Getty Images «Il n’y a pas de rôle à jouer, on fait juste s’adapter constamment et on garde les pieds sur terre», dit Sophie Grégoire-Trudeau.

Le 19 octobre 2015, Justin Trudeau était élu premier ministre du Canada. Dans son discours de victoire, il remerciait, entre autres, sa femme, Sophie, pour sa «force, sa compassion, sa grandeur d’âme et sa générosité profonde», des qualités nécessaires pour être première dame, même si le rôle n’est pas officiel au Canada. Bilan de mi-mandat avec Sophie Grégoire-Trudeau.

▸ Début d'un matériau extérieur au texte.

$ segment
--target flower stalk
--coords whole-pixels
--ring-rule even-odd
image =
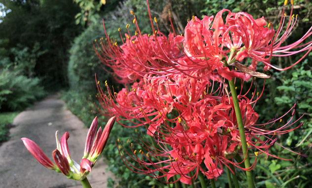
[[[83,180],[80,181],[81,182],[81,185],[82,185],[82,188],[92,188],[91,185],[89,183],[89,181],[87,179],[87,178],[84,178]]]
[[[229,80],[230,84],[230,88],[233,100],[233,104],[235,110],[235,115],[237,120],[237,125],[239,131],[239,136],[240,137],[240,141],[241,143],[241,148],[243,151],[243,155],[245,157],[244,163],[246,168],[250,167],[250,162],[249,161],[249,156],[248,155],[248,150],[247,146],[247,142],[246,141],[246,136],[245,135],[245,129],[244,125],[243,124],[242,119],[241,118],[241,114],[240,113],[240,109],[239,104],[238,104],[238,99],[235,89],[235,84],[234,83],[234,79]],[[251,171],[246,171],[246,176],[248,182],[248,188],[254,188],[255,187],[253,180],[252,178],[252,174]]]

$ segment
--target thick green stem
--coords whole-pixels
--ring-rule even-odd
[[[243,151],[243,157],[245,157],[244,163],[246,168],[250,167],[250,162],[249,161],[249,156],[247,154],[247,143],[246,142],[246,136],[245,135],[245,129],[244,128],[244,125],[243,124],[242,119],[241,118],[241,114],[240,113],[240,109],[239,108],[239,104],[238,103],[238,99],[237,95],[236,93],[236,89],[235,89],[235,84],[234,84],[234,79],[229,80],[230,84],[230,88],[233,99],[233,104],[234,105],[234,109],[236,115],[236,119],[238,126],[238,130],[239,130],[239,136],[240,137],[240,141],[241,142],[241,149]],[[252,178],[252,174],[251,171],[246,171],[246,176],[247,177],[247,181],[248,183],[249,188],[254,188],[255,187],[253,180]]]
[[[234,166],[232,164],[230,165],[231,168],[232,169],[233,172],[235,172],[235,169],[234,169]],[[230,170],[229,170],[230,171]],[[236,173],[232,174],[232,177],[233,179],[233,182],[234,183],[234,187],[235,188],[239,188],[239,184],[238,184],[238,181],[237,181],[237,177],[236,176]]]
[[[198,178],[199,178],[199,181],[200,181],[200,185],[201,186],[201,188],[206,188],[206,184],[205,183],[205,178],[204,177],[203,174],[200,172],[198,171]]]
[[[232,179],[231,177],[231,171],[229,168],[227,168],[227,176],[228,176],[228,182],[229,182],[229,188],[233,188],[233,185],[232,185]]]
[[[212,188],[216,188],[216,184],[214,182],[214,179],[210,179],[210,183],[211,184]]]
[[[84,178],[83,180],[80,181],[81,183],[81,185],[82,185],[82,188],[92,188],[91,187],[91,185],[89,183],[88,179],[87,178]]]

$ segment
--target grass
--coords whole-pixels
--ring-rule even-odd
[[[8,140],[9,131],[13,120],[20,112],[0,113],[0,143]]]

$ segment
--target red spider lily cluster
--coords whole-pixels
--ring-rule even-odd
[[[152,177],[165,177],[167,182],[179,175],[176,181],[191,184],[199,171],[208,179],[214,179],[223,173],[225,166],[251,170],[258,154],[273,156],[268,149],[278,144],[276,135],[302,125],[292,118],[286,123],[282,120],[286,114],[293,116],[295,105],[282,117],[257,124],[259,115],[254,107],[262,92],[259,94],[252,86],[246,93],[241,90],[237,97],[248,150],[256,156],[253,164],[244,168],[240,164],[246,156],[241,149],[233,99],[225,81],[234,79],[237,83],[238,79],[247,81],[253,76],[268,78],[255,71],[258,63],[264,64],[264,71],[271,67],[285,70],[311,51],[312,41],[306,39],[312,34],[312,28],[297,42],[282,45],[297,20],[292,13],[292,8],[284,26],[287,16],[283,10],[275,31],[264,18],[254,19],[245,12],[224,9],[214,17],[200,20],[194,17],[184,36],[177,34],[172,27],[167,37],[155,29],[152,18],[153,34],[142,34],[134,15],[136,32],[131,36],[128,30],[125,39],[120,32],[121,45],[114,43],[106,35],[107,42],[95,46],[98,57],[112,68],[119,82],[128,86],[117,93],[106,83],[106,93],[98,84],[101,106],[97,110],[117,117],[117,120],[130,121],[132,127],[144,126],[153,138],[149,142],[144,134],[138,133],[134,139],[142,149],[137,151],[128,141],[131,152],[123,150],[122,143],[117,142],[127,166]],[[154,21],[158,29],[156,18]],[[303,57],[290,66],[279,68],[270,63],[273,56],[301,52],[305,52]],[[247,59],[251,59],[250,64],[239,63]],[[239,156],[242,157],[240,160]],[[131,160],[139,166],[131,164]]]
[[[96,117],[92,123],[87,136],[83,157],[80,164],[72,159],[67,144],[69,133],[66,132],[60,141],[55,133],[57,148],[52,152],[54,164],[43,153],[39,146],[32,140],[23,138],[22,140],[27,150],[38,161],[46,168],[61,172],[68,178],[82,181],[85,179],[92,170],[98,157],[105,147],[109,135],[113,128],[115,118],[111,118],[108,122],[103,132],[100,127],[96,132],[98,120]]]

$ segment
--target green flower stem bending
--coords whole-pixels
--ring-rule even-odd
[[[232,180],[231,177],[231,171],[229,169],[229,168],[227,168],[227,176],[228,176],[228,182],[229,182],[229,188],[233,188],[233,186],[232,185]]]
[[[216,188],[216,184],[214,182],[214,179],[210,179],[210,184],[211,184],[211,188]]]
[[[91,187],[91,185],[89,183],[88,179],[87,178],[84,178],[83,180],[80,181],[81,183],[81,185],[82,185],[82,188],[92,188]]]
[[[234,166],[233,164],[232,165],[230,164],[230,166],[231,166],[231,168],[232,169],[232,171],[233,171],[234,172],[235,172],[234,171],[235,169],[234,169]],[[230,170],[229,170],[228,168],[228,170],[230,171]],[[234,183],[234,187],[235,187],[235,188],[239,188],[239,184],[238,184],[238,181],[237,181],[237,177],[236,176],[236,173],[232,174],[232,177],[233,177],[233,182]]]
[[[250,167],[250,162],[249,161],[249,156],[247,154],[247,143],[246,142],[246,136],[245,135],[245,129],[244,128],[244,125],[241,118],[241,114],[240,113],[240,109],[239,108],[239,104],[238,104],[238,99],[237,95],[236,93],[236,89],[235,89],[235,84],[234,84],[234,79],[229,80],[230,84],[230,88],[233,100],[233,104],[234,105],[234,109],[235,110],[235,114],[236,115],[236,119],[238,125],[238,130],[239,130],[239,136],[240,137],[240,141],[241,142],[241,148],[243,150],[243,157],[246,156],[246,158],[244,161],[245,167],[246,168]],[[253,180],[252,178],[252,174],[251,171],[246,171],[246,176],[247,177],[247,181],[248,183],[249,188],[254,188],[255,187]]]
[[[206,184],[205,184],[205,178],[204,178],[204,175],[202,174],[200,171],[198,171],[198,178],[199,178],[199,181],[200,181],[200,185],[201,186],[201,188],[206,188]]]

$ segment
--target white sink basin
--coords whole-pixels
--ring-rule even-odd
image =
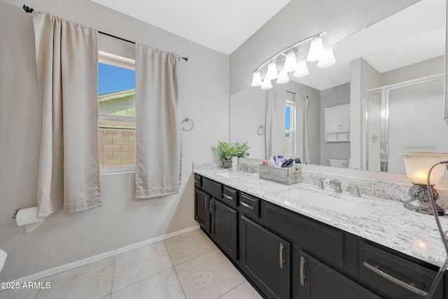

«Les journées varient beaucoup, qu’il s’agisse des tâches que j’ai dans mon travail à moi, de femme du premier ministre, ou de mes tâches personnelles de vie de famille», explique d’emblée l’ancienne journaliste, jointe au téléphone. La journée de l’entretien, elle était d’ailleurs plus maman que femme de premier ministre. Elle était à la maison, à Ottawa, en train de soigner un vilain rhume que sa fille, Ella-Grace, 8 ans, et elle avaient toutes deux attrapé.

Son implication étant réclamée un peu partout, elle doit faire des choix. «C’est difficile de choisir [mes causes] parce que je veux tout faire. Je veux aider tout le monde et je sens que j’ai la responsabilité de le faire», admet-elle. Elle a décidé de poursuivre le travail qu’elle avait entamé avant d’être première dame du Canada. Ses causes de prédilection n’ont pas changé: celles des femmes, des enfants et du bien-être.

«Je me sens impliquée, interpellée, responsabilisée. Je ne suis pas intimidée, je me sens à ma place.» – Sophie Grégoire-Trudeau

Même si son rôle officieux de première dame est très exigeant, Sophie Grégoire-Trudeau considère que sa tâche principale est celle de mère. «Je ne sais pas ce que les gens s’imaginent de ma vie au quotidien. C’est sûr que j’ai des événements dans la semaine, mais cinq minutes avant, je suis probablement en train de donner le bain à Hadrien (3 ans). Dix minutes après, je donne le souper aux enfants.»

Ses enfants sont d’ailleurs sa plus belle réalisation au cours des deux dernières années, de son aveu personnel. La maman en elle est fière de voir que Xavier, Ella-Grace et Hadrien sont ouverts sur le monde et conscients du sérieux des tâches de papa et maman. «Que mes enfants me voient au service, ça, ça me touche», ajoute-t-elle. Elle mentionne d’ailleurs qu’elle sent déjà le sens du devoir monter en eux, qui commencent à penser à leur avenir.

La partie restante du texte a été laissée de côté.